Architecture graduate Edmond Looi, who created his custom adidas Ultra Boosts from the IKEA FRAKTA bag, suggests its the consumer friendly way in which the brand positions its products that appeals to designers like himself: “Aside from the striking colour of its logo and shopping bag, it triggers people to be hands on and imagine their own desired space,” he says.
Looi was inspired, as he puts it, “during that period of IKEA hype in early 2017”. Replacing the Ultra Boost laces with an IKEA strap and melting the FRAKTA bag onto the sneaker’s toe box and heel cap, his creation was a very literal translation of the brand’s do-it-yourself mentality; a co-opting its five pillars of Democratic Design -- affordability, function, form, sustainability and quality -- into a Frankenstein’s Monster of shopper and shoe.
“I think designers are attracted by the fact that so many people meet and interact with IKEA items, and that they are used by billions of people,” Engman says of such tributes. “To design for that level of use means that you design in an understated way. It’s minimalistic without even trying to be.”
And on to the brand’s latest foray into fashion. Last week, the furniture giant gave the world the first proper glimpse of its upcoming collaboration with Off-White chief executive officer, and Louis Vuitton newboy, Virgil Abloh. Taking the form of a 25 minute livestream, viewers were treated to glimpses of a display cabinet (shown with Nike x Virgil Abloh sneakers inside), a chair with one legged propped up by a brightly coloured doorsop, and red rug with the word “blue” shaved in to its centre. Aimed at millennials looking to furnish their first homes, the collaboration, with the industry’s current hottest property, reads like both cementing of IKEA’s place within the world of the style, and an updated version of the “Chuck Out Your Chintz” campaign of two decades prior -- a new dawn of clean, contemporary design – only this time, make it fashion.
“We look for designers who want to make a change and do good; it’s not just about creating something beautiful,” Englman says. “Design is a means to solving a problem and we look for designers who strive to do that.”
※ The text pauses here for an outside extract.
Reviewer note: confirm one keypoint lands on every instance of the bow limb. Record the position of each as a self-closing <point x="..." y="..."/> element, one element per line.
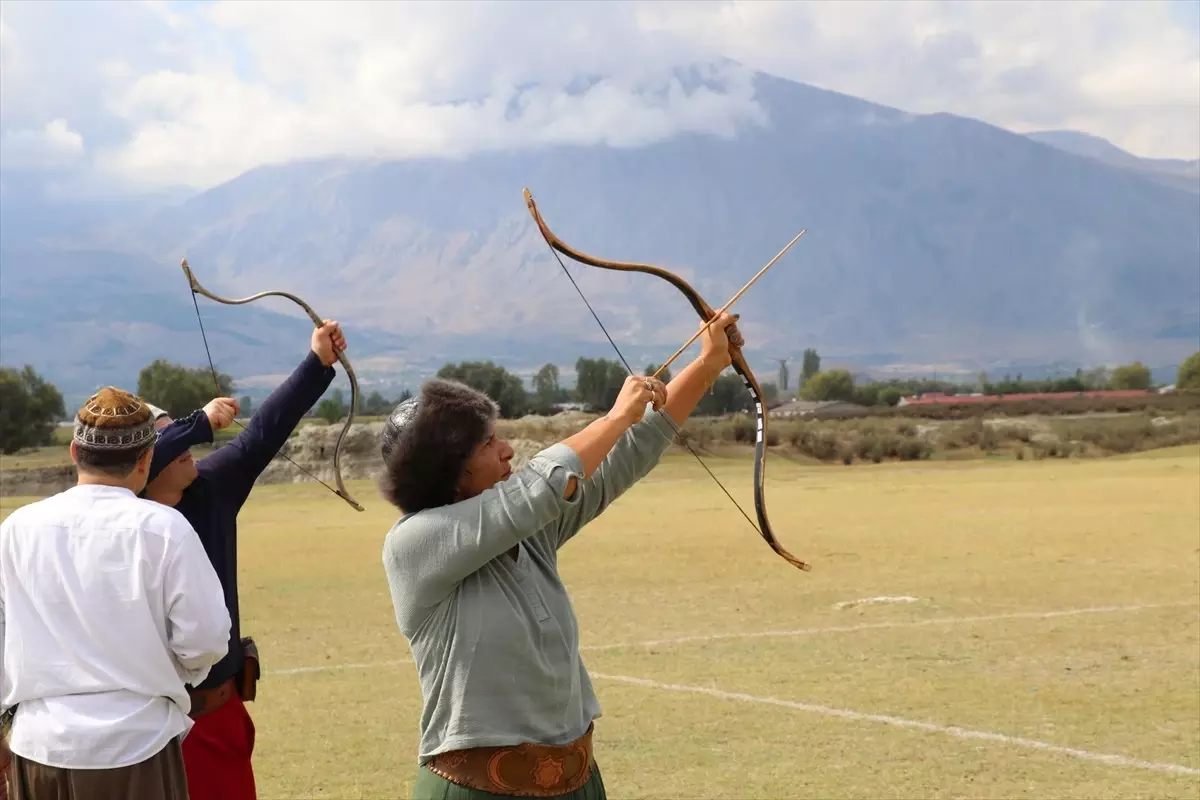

He continues. “We’re impressed by the fashion world and the way it reinvents itself every season. Fashion always seems to have a narrative and we wanted to learn from that. Working in that way, at that pace, breeds a different type of creative, there’s a lot of curiosity there. Then there is the flip side of that coin, fast fashion, and we don’t want to go there. We want to make sustainable design that people want to live with for a long time.” Looks like IKEA’s flat-pack fashion isn’t going anywhere. We just have to make a chair and take a seat.